So this morning, I had a very long talk with my wife and parents. We sat around the table for over 3 hours and talked about everything; what I want, what I see in my future, everything. I fully opened up to them about wanting to become a woman and going through the process of becoming one.
Over the last week, my parents have had this idea in their minds that once I finished school, I would get back together with my wife. Though my wife didn't know the ful extent of what exactly I wanted, she knew we probably wouldn't get back together. That was why this whole talk took place. I explained that I truly wanted to be a woman and that my wife has already expressed that she didn't want to be married to a woman...can't fault her for that...and explained that one we separate, that's pretty much it. The talk did not go well. Lots of tears from everyone since all three of them didn't know the ful extent of what I was wanting. My wife did the best at accepting it. She explained that though she could not follow me in the journey that I was on, she respected my decision to follow the path I feel is right. No, she is not ok with it, no, she does not want it to happen. But she knows that it is entirely my choice and I have to do what I feel is right. Both my parents just cried a lot. They didn't have much to say. Hours later, I got a text from my dad saying that he/they will always love me no matter what. It means a lot to me for sure. I know and understand that it has to be excruciatingly hard for them to see their only boy want to be one of the sisters. I have three. It's very hard to know that they are hurting and there is literally nothing I can do to make it better. I think they are somewhat mourning the loss of a son. It breaks my heart to see them go through all this and know that there is very little I can do to make it better. Especially since it is my fault all this is happening. Kind of makes me want to curl up somewhere dark and just cry and hide.

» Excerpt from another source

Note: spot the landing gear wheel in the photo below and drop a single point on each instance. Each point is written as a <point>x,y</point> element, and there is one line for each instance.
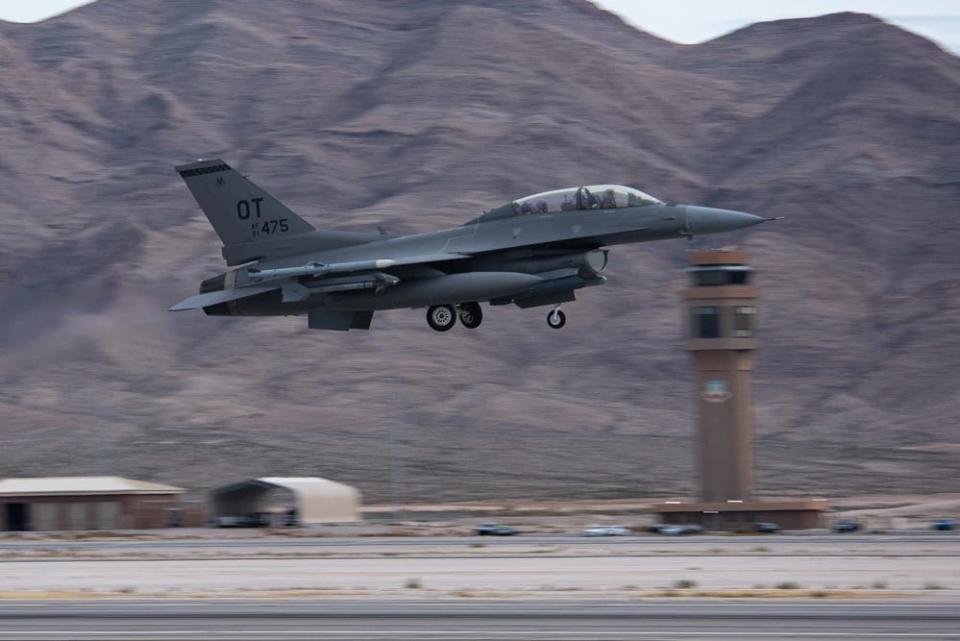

These kinds of things hurt my heart. I wish there was another way. My wife well be fine, but my kids will be hurt and my parents well be hurt.
Sometimes I just wish I could disappear. (Don't worry, I'm not going to do anything drastic) I just wish this could all be over and I could just have a do over and be a GG. Sadly, I'm stuck with this one life and don't have a choice. God doesn't make mistakes, but we do live in an imperfect world. I just want the outside to look like the inside feels.